Reminds me in a way of grad school.

Friday, September 15, 2006

Silly Brit notation

Friday night and I'm reviewing proofs from a paper I will soon have published. Mostly sucks to be me, but it's already past deadline. I am remiss in many duties, including blogging. The blog suffers because my life is busy with minutae. Egro, expect posts to reflect that.

Tonight I write about the British editing of scientific papers. Brit editors have changed a number of subtle aspects of the paper. For the most part, the edits are invisible, even to me (and I wrote the 7,500 word monster). Some, like the conversion of 100,000 to 100 000 were expected. And yet, I'm unclear on why the 7 instances of the word "since" were pared down to only two. A pattern emerges wherein any use of "since" at the beginning of a sentence resulted in it’s replacement with the word “as”. Use of "since" in the middle of a sentence apparently passes editing. Clearly this is a grammatical rule! I had no idea! One particularly robust sentence includes two semi-colons and an "and/or" conjunction. This is a fine edit of a brutal passage. Yes, it's a monster of a sentence, but it's just how I would have liked to have written it- except that I lack the knowledge and confidence to use semi-colons myself. (I mean in real writing; I'm happy to misuse them at will here)

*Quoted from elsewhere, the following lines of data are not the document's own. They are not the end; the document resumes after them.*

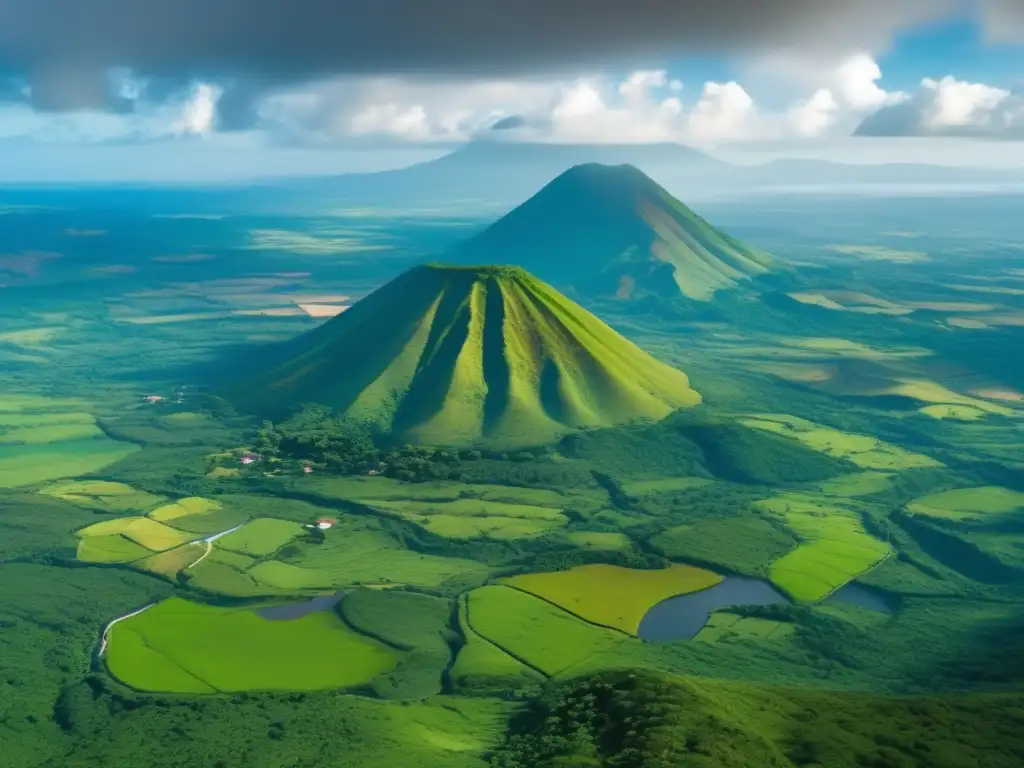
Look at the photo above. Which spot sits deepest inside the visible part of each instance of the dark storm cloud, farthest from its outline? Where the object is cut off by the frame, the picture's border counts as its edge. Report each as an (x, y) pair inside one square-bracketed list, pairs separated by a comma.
[(284, 40)]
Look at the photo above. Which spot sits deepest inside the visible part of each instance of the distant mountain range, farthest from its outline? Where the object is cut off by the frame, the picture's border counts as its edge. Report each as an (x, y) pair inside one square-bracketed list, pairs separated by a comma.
[(609, 230), (445, 355), (501, 174)]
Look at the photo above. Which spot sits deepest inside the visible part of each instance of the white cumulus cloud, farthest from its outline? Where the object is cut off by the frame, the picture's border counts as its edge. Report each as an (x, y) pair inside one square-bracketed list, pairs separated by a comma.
[(950, 108)]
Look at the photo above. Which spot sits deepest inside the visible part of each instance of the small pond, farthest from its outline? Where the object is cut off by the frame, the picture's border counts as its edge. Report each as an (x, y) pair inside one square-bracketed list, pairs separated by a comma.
[(683, 616), (297, 610), (862, 597)]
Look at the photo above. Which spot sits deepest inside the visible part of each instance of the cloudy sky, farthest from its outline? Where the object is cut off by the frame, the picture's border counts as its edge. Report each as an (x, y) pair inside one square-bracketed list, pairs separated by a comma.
[(207, 89)]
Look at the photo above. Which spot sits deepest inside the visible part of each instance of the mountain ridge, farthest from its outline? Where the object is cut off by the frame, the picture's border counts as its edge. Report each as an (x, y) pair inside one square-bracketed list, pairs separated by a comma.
[(469, 354), (611, 230)]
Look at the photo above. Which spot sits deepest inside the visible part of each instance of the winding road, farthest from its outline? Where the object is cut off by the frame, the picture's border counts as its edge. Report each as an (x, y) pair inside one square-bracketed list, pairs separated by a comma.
[(208, 541)]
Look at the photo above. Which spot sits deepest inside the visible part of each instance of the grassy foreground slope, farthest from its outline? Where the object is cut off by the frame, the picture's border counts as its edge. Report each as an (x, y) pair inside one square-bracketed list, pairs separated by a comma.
[(648, 720), (611, 230), (450, 356)]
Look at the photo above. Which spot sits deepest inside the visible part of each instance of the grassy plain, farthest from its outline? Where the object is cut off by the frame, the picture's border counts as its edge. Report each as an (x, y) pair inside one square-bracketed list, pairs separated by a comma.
[(103, 496), (979, 504), (183, 508), (150, 534), (612, 596), (835, 547), (110, 549), (185, 647), (864, 451), (261, 537), (28, 465), (416, 625), (535, 632), (481, 667)]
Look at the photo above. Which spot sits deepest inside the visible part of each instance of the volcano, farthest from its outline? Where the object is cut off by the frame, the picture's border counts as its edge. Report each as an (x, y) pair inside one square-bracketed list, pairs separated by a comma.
[(464, 355), (611, 230)]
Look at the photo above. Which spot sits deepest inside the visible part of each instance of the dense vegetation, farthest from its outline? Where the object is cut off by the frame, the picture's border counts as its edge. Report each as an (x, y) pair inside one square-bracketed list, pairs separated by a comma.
[(642, 719), (799, 455)]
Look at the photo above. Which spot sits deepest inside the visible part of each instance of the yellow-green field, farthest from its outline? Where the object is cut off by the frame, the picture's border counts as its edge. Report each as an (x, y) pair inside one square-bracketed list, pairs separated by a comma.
[(612, 596), (154, 536), (261, 537), (184, 647), (182, 507), (112, 497), (969, 504), (836, 547)]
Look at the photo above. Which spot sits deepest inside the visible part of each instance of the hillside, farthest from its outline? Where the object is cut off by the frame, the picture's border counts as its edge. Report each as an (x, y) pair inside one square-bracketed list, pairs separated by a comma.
[(611, 230), (464, 355)]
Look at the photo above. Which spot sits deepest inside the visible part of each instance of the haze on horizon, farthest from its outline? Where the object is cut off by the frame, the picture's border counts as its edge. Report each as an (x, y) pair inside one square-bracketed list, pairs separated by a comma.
[(225, 89)]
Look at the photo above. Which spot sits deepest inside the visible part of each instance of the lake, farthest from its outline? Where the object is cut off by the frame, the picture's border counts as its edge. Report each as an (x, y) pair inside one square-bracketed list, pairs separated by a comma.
[(681, 617), (297, 610)]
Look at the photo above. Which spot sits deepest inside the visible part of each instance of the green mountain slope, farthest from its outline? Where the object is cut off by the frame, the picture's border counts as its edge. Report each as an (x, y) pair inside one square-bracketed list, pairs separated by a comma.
[(611, 230), (464, 355)]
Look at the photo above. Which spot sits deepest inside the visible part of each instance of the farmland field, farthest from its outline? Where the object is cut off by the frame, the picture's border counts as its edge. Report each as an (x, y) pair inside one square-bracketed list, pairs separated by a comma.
[(836, 548), (185, 647), (983, 504), (857, 448), (150, 534), (105, 496), (611, 596), (535, 632), (261, 537)]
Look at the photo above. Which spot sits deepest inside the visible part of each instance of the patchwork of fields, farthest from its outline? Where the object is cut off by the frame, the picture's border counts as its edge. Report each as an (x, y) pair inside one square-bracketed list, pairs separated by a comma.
[(835, 547)]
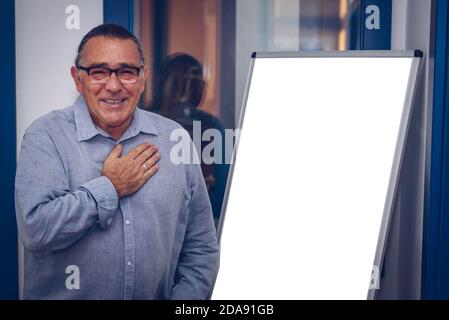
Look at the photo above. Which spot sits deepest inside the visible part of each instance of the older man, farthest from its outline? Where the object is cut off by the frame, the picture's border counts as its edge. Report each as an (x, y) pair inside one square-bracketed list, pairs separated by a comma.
[(102, 211)]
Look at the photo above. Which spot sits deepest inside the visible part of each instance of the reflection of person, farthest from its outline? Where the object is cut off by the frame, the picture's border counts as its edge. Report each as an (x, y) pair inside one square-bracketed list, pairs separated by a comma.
[(178, 93), (102, 211)]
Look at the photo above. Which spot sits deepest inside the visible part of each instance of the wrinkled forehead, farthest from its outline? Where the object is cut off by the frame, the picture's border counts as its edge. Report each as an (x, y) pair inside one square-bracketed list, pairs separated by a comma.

As I have been busy of late (and specifically not "Since I have been busy") this is what you get to read. One hopes for all our sakes, that we can return to the normal status quo soon.

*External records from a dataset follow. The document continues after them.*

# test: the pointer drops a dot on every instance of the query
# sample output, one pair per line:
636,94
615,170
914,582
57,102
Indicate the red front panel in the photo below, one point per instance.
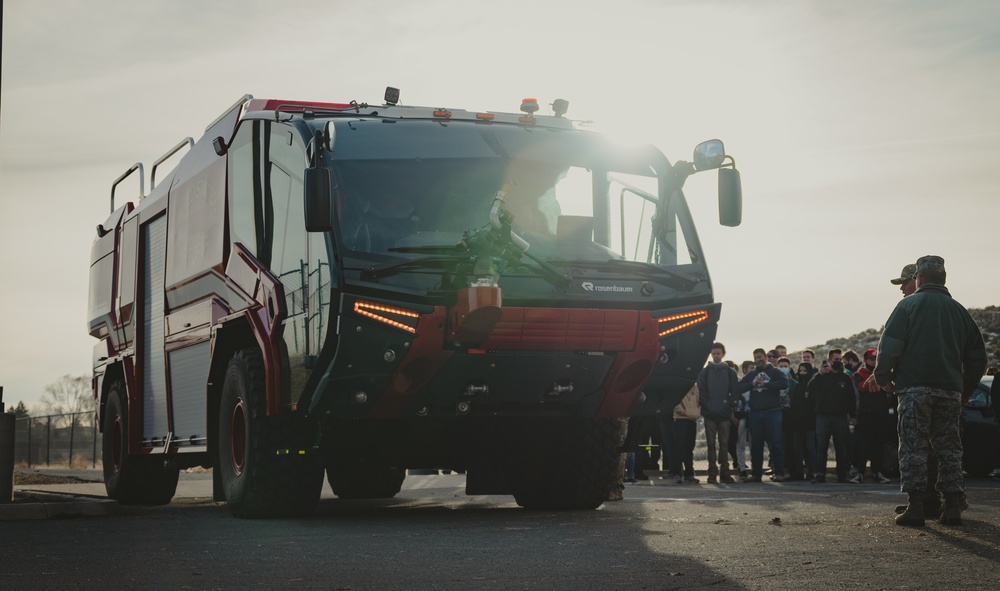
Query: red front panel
565,329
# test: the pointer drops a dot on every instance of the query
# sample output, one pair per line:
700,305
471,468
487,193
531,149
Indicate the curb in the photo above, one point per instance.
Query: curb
51,505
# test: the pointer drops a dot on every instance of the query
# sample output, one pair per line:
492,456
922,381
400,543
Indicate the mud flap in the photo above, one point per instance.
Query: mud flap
486,478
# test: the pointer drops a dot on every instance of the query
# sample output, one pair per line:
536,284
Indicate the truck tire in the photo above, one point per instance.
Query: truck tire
259,479
364,481
564,464
132,480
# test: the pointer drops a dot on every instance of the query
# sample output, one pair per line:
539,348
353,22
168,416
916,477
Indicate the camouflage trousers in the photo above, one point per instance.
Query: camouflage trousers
929,423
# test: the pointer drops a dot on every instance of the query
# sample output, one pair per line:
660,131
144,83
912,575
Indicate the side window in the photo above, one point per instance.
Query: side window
244,191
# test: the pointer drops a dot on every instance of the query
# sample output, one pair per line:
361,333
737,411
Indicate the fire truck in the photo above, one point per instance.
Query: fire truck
346,291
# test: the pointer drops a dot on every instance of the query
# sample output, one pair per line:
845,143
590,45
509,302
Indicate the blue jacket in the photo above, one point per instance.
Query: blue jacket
768,398
717,390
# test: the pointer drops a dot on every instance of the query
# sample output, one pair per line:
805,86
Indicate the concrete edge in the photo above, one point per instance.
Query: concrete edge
51,505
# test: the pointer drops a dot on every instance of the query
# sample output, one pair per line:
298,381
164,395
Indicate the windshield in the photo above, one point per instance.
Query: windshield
410,186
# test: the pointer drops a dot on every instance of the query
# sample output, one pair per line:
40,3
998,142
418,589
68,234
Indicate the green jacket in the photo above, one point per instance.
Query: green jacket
931,340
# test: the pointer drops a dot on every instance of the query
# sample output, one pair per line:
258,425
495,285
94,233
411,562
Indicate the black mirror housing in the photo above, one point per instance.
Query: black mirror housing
730,197
318,189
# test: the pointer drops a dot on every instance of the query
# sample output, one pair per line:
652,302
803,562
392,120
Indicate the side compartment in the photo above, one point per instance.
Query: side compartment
155,421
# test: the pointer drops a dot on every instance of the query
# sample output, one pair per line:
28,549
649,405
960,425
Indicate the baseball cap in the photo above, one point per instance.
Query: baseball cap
906,274
930,263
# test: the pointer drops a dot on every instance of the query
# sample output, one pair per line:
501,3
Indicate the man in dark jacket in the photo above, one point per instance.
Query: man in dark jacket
932,354
834,396
717,384
802,418
765,384
873,414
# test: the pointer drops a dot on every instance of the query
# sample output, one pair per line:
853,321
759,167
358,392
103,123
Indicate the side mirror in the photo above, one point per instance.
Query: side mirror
318,189
730,197
709,155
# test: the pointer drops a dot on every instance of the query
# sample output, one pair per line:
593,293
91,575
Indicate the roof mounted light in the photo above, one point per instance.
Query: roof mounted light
391,95
560,106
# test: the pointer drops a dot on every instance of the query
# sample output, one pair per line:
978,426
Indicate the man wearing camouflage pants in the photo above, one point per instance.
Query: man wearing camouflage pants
932,355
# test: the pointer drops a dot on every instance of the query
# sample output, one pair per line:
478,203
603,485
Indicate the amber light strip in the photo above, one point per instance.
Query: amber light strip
696,317
368,310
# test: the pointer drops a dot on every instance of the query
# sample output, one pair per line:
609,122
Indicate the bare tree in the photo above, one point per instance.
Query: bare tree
70,395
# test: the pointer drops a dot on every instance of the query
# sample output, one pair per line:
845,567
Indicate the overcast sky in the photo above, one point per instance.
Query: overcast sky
867,133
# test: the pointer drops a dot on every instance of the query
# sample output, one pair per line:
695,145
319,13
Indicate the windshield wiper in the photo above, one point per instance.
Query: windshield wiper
468,249
445,263
688,281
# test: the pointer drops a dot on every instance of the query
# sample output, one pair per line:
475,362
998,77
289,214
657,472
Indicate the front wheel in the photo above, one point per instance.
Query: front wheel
264,470
564,464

Thursday, September 07, 2006

Categorically wrong

Individual strands of DNA are unidirectional. Typically we call one end 5' and the other 3'. My most recent experiment had good results (finally!). Earlier today I wrote and sent out a 2 page brief to my advisors telling them the results.

Unfortunately, in all the excitement I messed up my nomenclature and confused the 3' ends and 5' ends. All of my conclusions were exactly backwards. Ouch. The trends I brilliantly identified were all completely wrong.

The good news is the write-up was easy to fix, I just replaced swapped every place I wrote 3' or 5'. The other good news is I figured it out before ordering thousands of dollars of DNA for follow-ups. It was an easy mistake, but still, nothing makes one feel retarded like telling your boss(es)- hey, everything I told you a few hours ago is categorically wrong.

Sunday, September 03, 2006

Things i hate

1. Writing a thesis.
2. Continuing experiments while writing a thesis.
3. Failed experiments with a looming defense deadline.